RT already has the control to go with any practitioner of any size, and RF feels confident to go with anyone without intimidation or hesitation. They're developing their movement repertoire but already showing poise and composure. They know how to pace. They know how to give and take. Despite this being a combat sport, we treat it as a team sport where team members pass each other the ball. They're free from distraction and attuned to each other. They see the shots coming and respond.
RF, in particular, does not overreact to shots. You can't judge a book by its cover. Her perception of intensity/impact is not overexcited but just right. For RT, rather than power, he's exploring shot selection and volume. They don't flinch or close their eyes; they're not timid but rooted. Both are jockeying to control the center of the pitch—our play area. The best thing about the LMA approach is that they're not consciously thinking about any of this; they're simply having fun.
Since practitioners learn from the conditions and each other, I organized RT to train with RF because he had a habit of uprooting himself and losing balance. Since RF is smaller, RT automatically planted himself down. I didn't have to say a thing. Just from the change in conditions, RT no longer uprooted himself.

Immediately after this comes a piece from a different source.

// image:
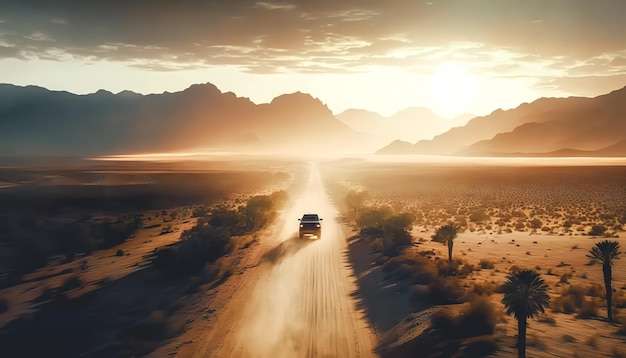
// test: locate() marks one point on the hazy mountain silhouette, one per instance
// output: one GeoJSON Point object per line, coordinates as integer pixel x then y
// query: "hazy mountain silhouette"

Coaches can yell all they want and try to break practitioners' habits by badgering them, but habits aren't conscious decisions. How can a learner deliberately stop something they're not deliberately doing? These behaviors occur automatically. The motivation to change a habit should also not be to please someone else. Attempts to create change by triggering self-consciousness, especially belligerently, will likely backfire, causing the practitioner to freeze up. Not only will they revert to their automatic behaviors, but the internal noise created by this stress will also prevent them from learning anything new.
Thinking about what you are doing as you do it, all within the confines of working memory and limited bandwidth, is overwhelming and often impossible during dynamic situations. This state is antithetical to flow and Wayfinding. It forces you to focus solely on self-monitoring, blocking out anything irrelevant to that task—including learning or performing well. For example, a quarterback who thinks about their throw as they make it is not only more likely to worsen their throw but also may fail to notice an oncoming tackle. A self-conscious performer becomes a worse performer. From a training perspective, this does not just hinder learning; it can cause regression.
Constant instruction and criticism can be toxic and counterproductive for learners and the training environment—this is distinctly different from being on the ground during a resistance movement under siege. The problem is not with the practitioner but the coach and their methods. The LMA approach focuses on changing conditions rather than dictating behavior. This empowers practitioners and enriches the training environment instead of poisoning it.
Something you might not have noticed in the video is how effortlessly the practitioners switch between left and right staggered stances. It's all the same to them—dynamic perception and movement. What's been seeded from day one is that whether it's from left to right, front to back, offense to defense, there is no difference and no gap. In this video are the initial sketches that will later become refined art.